ARC-AGI exemplifies this gap well. LLMs are PhD-level reasoners in math and science, yet they fail at children's puzzles. How is this possible?
Dead Reasoning Zones
When LLMs try to solve ARC tasks, they don't just fail, they fail in ways that violate basic logic. I have 100k+ traces of thinking models generating obviously false instructions. They'll spend 20 minutes "thinking" and then confidently claim an object is symmetrical when it obviously isn't. When corrected, they still can't see the error.
This isn't how humans work. Einstein never saw ARC grids, but he'd solve them instantly. Not because of prior knowledge, but because humans have consistent reasoning that transfers across domains. A logical economist becomes a logical programmer when they learn to code. They don't suddenly forget how to be consistent or deduce.
But LLMs have "dead reasoning zones" — areas in their weights where logic doesn't work. Humans have dead knowledge zones (things we don't know), but not dead reasoning zones. Asking questions outside the training distribution is almost like an adversarial attack on the model.
The Fused Circuit Problem
Neural networks learn the distribution they're trained on. Many see this as a fundamental blocker to generalization, that their skills are ossified at training time.
I think that's half right. Neural networks do only learn their training distribution. But reasoning itself can be part of that distribution. Reasoning is the generalization engine — the skill that enables acquiring all other skills.
The problem is how current LLMs learn reasoning.
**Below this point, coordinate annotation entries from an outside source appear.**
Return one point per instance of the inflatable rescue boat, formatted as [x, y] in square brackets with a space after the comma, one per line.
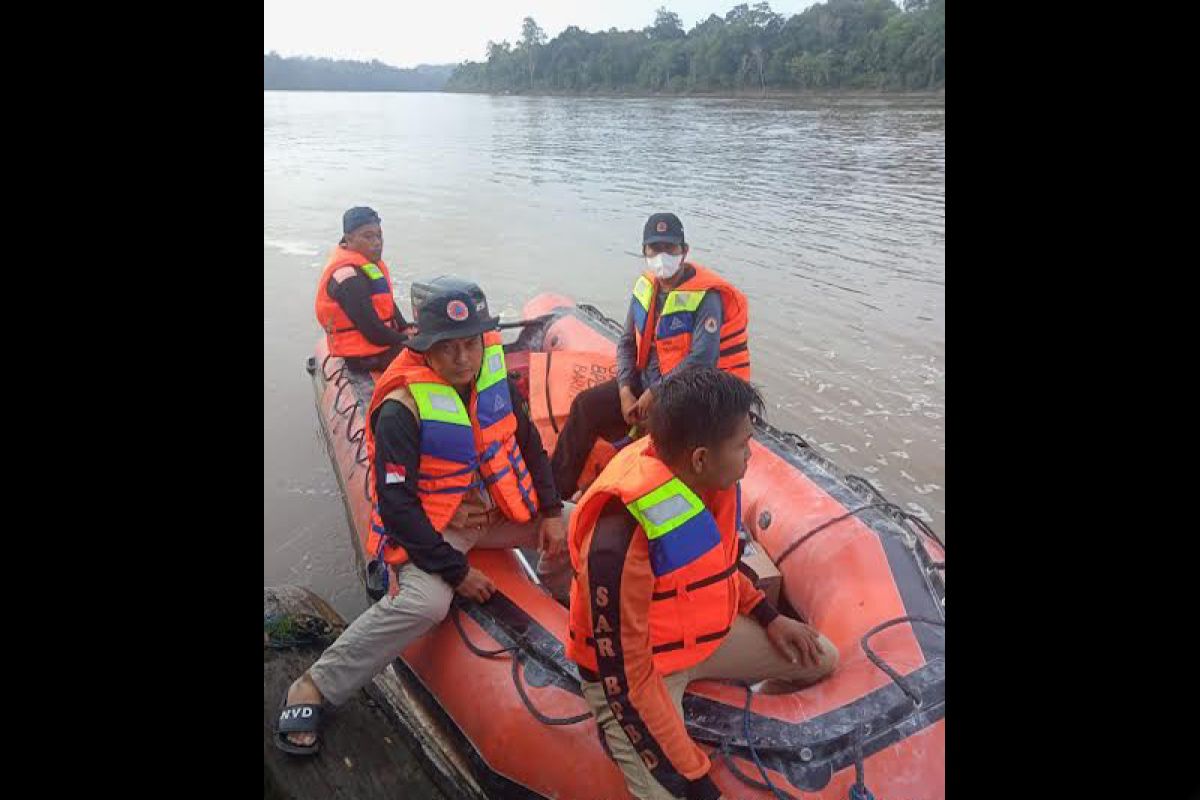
[864, 572]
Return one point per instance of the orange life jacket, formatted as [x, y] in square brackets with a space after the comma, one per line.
[693, 547]
[670, 329]
[456, 443]
[345, 338]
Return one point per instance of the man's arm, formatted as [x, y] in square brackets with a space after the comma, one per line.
[397, 459]
[353, 294]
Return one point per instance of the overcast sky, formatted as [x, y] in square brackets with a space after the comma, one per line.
[407, 32]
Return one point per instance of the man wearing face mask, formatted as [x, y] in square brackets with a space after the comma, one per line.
[681, 314]
[354, 302]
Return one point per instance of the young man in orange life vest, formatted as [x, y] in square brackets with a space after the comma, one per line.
[456, 464]
[354, 301]
[681, 314]
[658, 599]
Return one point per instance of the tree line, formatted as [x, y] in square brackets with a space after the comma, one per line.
[329, 74]
[871, 44]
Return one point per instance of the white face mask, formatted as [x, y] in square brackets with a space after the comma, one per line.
[664, 265]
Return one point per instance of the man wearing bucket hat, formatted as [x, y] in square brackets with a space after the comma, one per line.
[455, 464]
[681, 314]
[354, 302]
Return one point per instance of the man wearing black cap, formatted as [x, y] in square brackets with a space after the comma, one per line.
[455, 464]
[354, 302]
[681, 314]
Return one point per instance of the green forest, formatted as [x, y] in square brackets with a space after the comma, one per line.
[839, 44]
[329, 74]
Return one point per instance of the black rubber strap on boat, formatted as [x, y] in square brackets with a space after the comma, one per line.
[879, 662]
[754, 753]
[816, 530]
[699, 584]
[514, 650]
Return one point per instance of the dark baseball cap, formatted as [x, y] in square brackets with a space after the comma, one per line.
[448, 308]
[663, 228]
[357, 217]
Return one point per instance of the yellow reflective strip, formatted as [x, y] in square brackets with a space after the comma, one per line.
[665, 509]
[439, 403]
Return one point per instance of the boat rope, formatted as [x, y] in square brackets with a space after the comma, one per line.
[791, 548]
[766, 783]
[514, 650]
[341, 379]
[858, 789]
[879, 662]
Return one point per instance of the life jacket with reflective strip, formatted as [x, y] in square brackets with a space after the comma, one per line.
[345, 338]
[693, 546]
[670, 329]
[456, 444]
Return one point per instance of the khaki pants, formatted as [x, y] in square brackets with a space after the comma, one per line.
[747, 654]
[385, 629]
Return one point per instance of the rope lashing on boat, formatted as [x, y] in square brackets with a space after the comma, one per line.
[864, 485]
[879, 503]
[858, 791]
[879, 662]
[766, 783]
[791, 548]
[516, 672]
[341, 379]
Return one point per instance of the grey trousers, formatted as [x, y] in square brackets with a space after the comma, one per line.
[385, 629]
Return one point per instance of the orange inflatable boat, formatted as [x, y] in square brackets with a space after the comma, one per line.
[864, 572]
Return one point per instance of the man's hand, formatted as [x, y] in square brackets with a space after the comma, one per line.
[642, 409]
[551, 536]
[477, 587]
[798, 642]
[628, 402]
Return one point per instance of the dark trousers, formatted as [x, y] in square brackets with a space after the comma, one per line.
[594, 413]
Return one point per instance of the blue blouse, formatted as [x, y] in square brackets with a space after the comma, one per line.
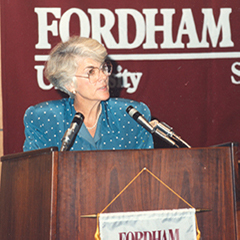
[46, 123]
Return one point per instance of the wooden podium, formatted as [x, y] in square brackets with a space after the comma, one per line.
[44, 193]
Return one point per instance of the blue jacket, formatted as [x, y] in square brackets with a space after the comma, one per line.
[46, 123]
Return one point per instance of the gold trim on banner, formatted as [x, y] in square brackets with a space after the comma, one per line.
[97, 233]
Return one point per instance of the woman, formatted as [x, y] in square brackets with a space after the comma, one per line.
[79, 68]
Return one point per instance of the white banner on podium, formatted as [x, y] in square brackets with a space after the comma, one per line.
[177, 224]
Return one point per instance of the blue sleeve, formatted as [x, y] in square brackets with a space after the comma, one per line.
[34, 133]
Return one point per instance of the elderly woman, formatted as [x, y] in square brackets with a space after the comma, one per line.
[79, 68]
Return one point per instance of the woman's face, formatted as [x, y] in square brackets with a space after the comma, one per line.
[95, 89]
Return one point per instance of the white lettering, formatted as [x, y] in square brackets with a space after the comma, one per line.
[125, 76]
[123, 28]
[214, 31]
[151, 28]
[44, 28]
[235, 70]
[187, 27]
[40, 78]
[64, 25]
[99, 31]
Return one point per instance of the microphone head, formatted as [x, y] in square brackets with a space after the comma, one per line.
[133, 112]
[78, 118]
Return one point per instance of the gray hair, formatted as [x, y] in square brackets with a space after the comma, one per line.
[63, 60]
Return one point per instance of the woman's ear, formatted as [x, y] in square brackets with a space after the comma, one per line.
[71, 86]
When they train on math, they learn math reasoning. When they train on code, they learn coding reasoning. But these reasoning circuits are fused with domain-specific circuits. There's some transfer (learning math reasoning helps with economics), but it's incomplete. The model doesn't fundamentally master logic itself, it masters math-logic, code-logic, writing-logic as separate skills.
It's as if humans stored a compressed kernel of deduction and logic that we call upon for everything, while LLMs store this kernel fragmented across domain-specific embeddings. They're overfitting to domain-specific reasoning patterns.
Bringing Reasoning into Distribution
When I wrote my original ARC solution, I said "LLMs are trained with induction. They learn by predicting the next word... This makes them great at outputting words that sound correct." Looking back, it's obvious in retrospect that RL over chain-of-thought was the next step.
With RL, models no longer just learn what sounds correct based on patterns they've seen. They learn what words to output to be correct. RL is the process of forcing the pre-trained weights to be logically consistent.
We don't need models to escape their training distribution. We need to bring reasoning itself fully into that distribution. Not domain-specific reasoning, but the pure skill of logical deduction and consistency that humans apply universally. When models have consistent, transferable reasoning, we'll have AGI.